Done! Finally our RPI image has a rootfs partition that is big enough to receive the extra payload generate while using docker. One thing about mounting image files is that they by default are read-only unless you copy them to an external device like a SD card. So, remember the 532480*512? It will be used again to mount the rootfs partition as read and write.

$ sudo mount -o loop,rw,sync,offset=$((532480*512)) rpi_image.img /mnt/
$ cd /mnt
$ docker run --rm -v $(pwd):/data -it -e QEMU_CPU=arm1176 ricardodeazambuja/pizero:aiy bash

Inside the docker container:

# sudo rsync -aAXv / --exclude={"/dev/*","/proc/*","/sys/*","/tmp/*","/run/*","/mnt/*","/media/*","/lost+found","/data/*"} /data

If you want to test the command above (I had to delete a space using it on raspios-buster…):

# sudo rsync --dry-run -aAXv / --exclude={"/dev/*","/proc/*","/sys/*","/tmp/*","/run/*","/mnt/*","/media/*","/lost+found","/data/*"} /data

The command above will sync the changes back to the original RPI image (I learned about all those options here). It worked with everything I tested, but it may not work with something else… Close the container (ctrl+d) and:

$ cd ~
$ sudo umount /mnt

Write the RPI image back to the SD card (remember to check using lsblk if the of= is pointing to the SD card or it will destroy something else):

$ sudo dd if=rpi_image.img of=/dev/sdb bs=1M status=progress oflag=dsync

Probably it is better to use the Raspberry Pi Imager instead of dd, just to be safe.

And that’s it! I hope everything worked as expect and now you have your super-duper-new Raspberry Pi image :)

UPDATE (08/04/2021):
If you think your disk image is too big, it may be insteresting to give PiShrink a try.

UPDATE (28/05/2021):
I’m always searching for the steps on how to reset a user password WITHOUT having to boot into the system. This solution allows you to reset the password directly in the sdcard (you need to do it from another a system, it could be a VM, running linux). It’s quite handy when you are working with headless Raspberry Pis.

UPDATE (04/02/2023):
To allow us to specify the platform (at least my tests with import failed), we need to create a file called Dockerfile with the content below:

FROM scratch
ADD raspbian_aiy.tar /
CMD ["bash"]

After that, we will enable the execution in a different way:

docker run --rm --privileged multiarch/qemu-user-static --reset -p yes

And let’s create the image using buildx:

docker buildx build --platform linux/arm/v6 -t ricardodeazambuja/pizero:aiy  .

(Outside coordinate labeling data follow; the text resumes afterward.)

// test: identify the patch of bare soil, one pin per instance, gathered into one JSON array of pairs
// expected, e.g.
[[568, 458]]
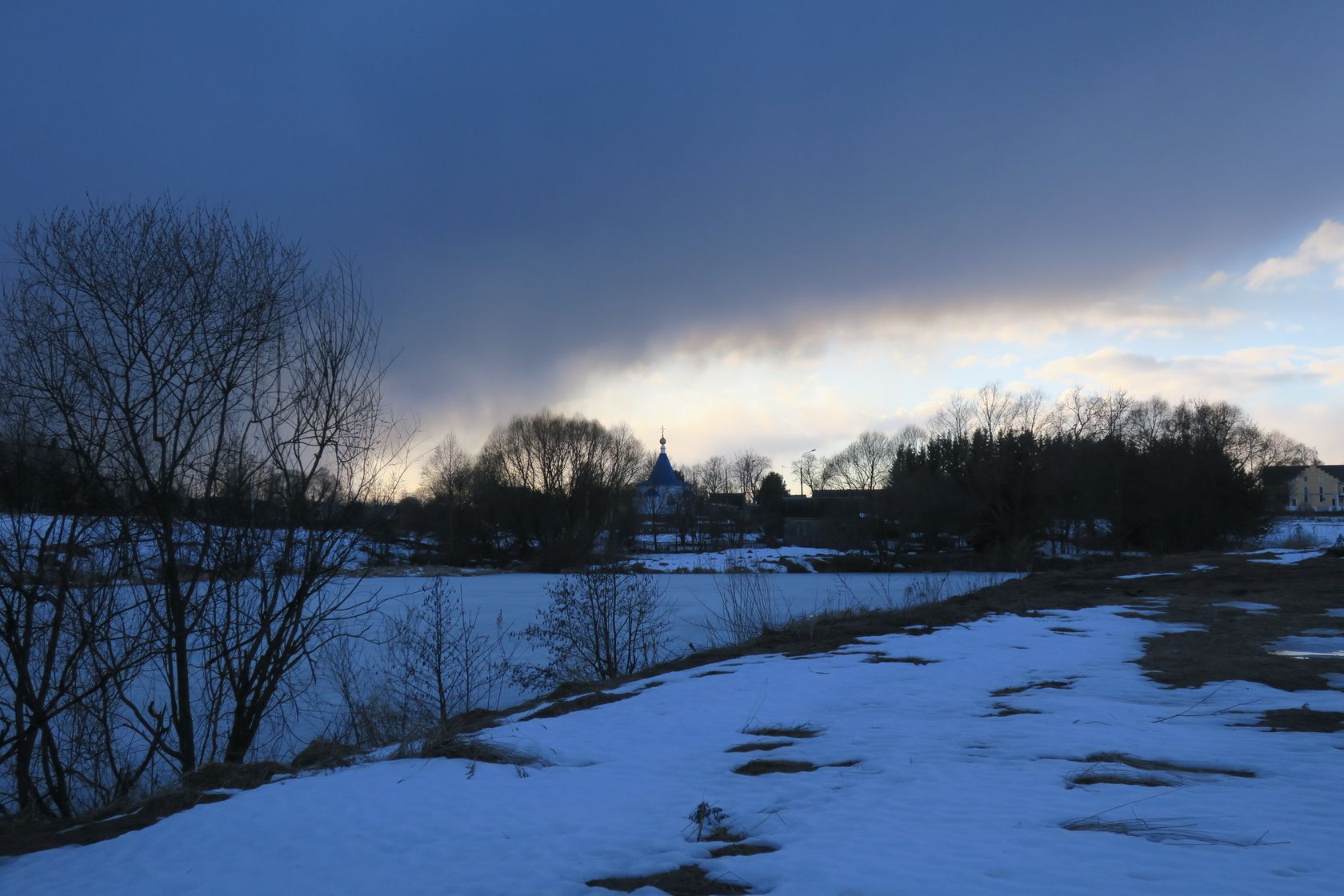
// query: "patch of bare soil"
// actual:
[[197, 787], [760, 746], [1004, 692], [742, 850], [586, 702], [786, 766], [1162, 765], [1004, 710], [782, 731], [687, 880], [913, 661], [1302, 719]]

Since we are using armv6 it’s necessary to specify the -e QEMU_CPU=arm1176:

docker run --rm -it --platform linux/arm/v6 -e QEMU_CPU=arm1176 ricardodeazambuja/pizero:aiy uname -m

Other platforms (e.g. --platform linux/arm64 or --platform linux/arm/v7) it’s not necessary to set the env variable QEMU_CPU.

One extra note here: while compiling software using docker you may get errors related to some automatic detection of the host cpu (see this discussion for more details). In the specific case of OpenCV, I had to modify some tests inside cmake/checks/ (E.g. cpu_neon.cpp and cpu_fp16.cpp).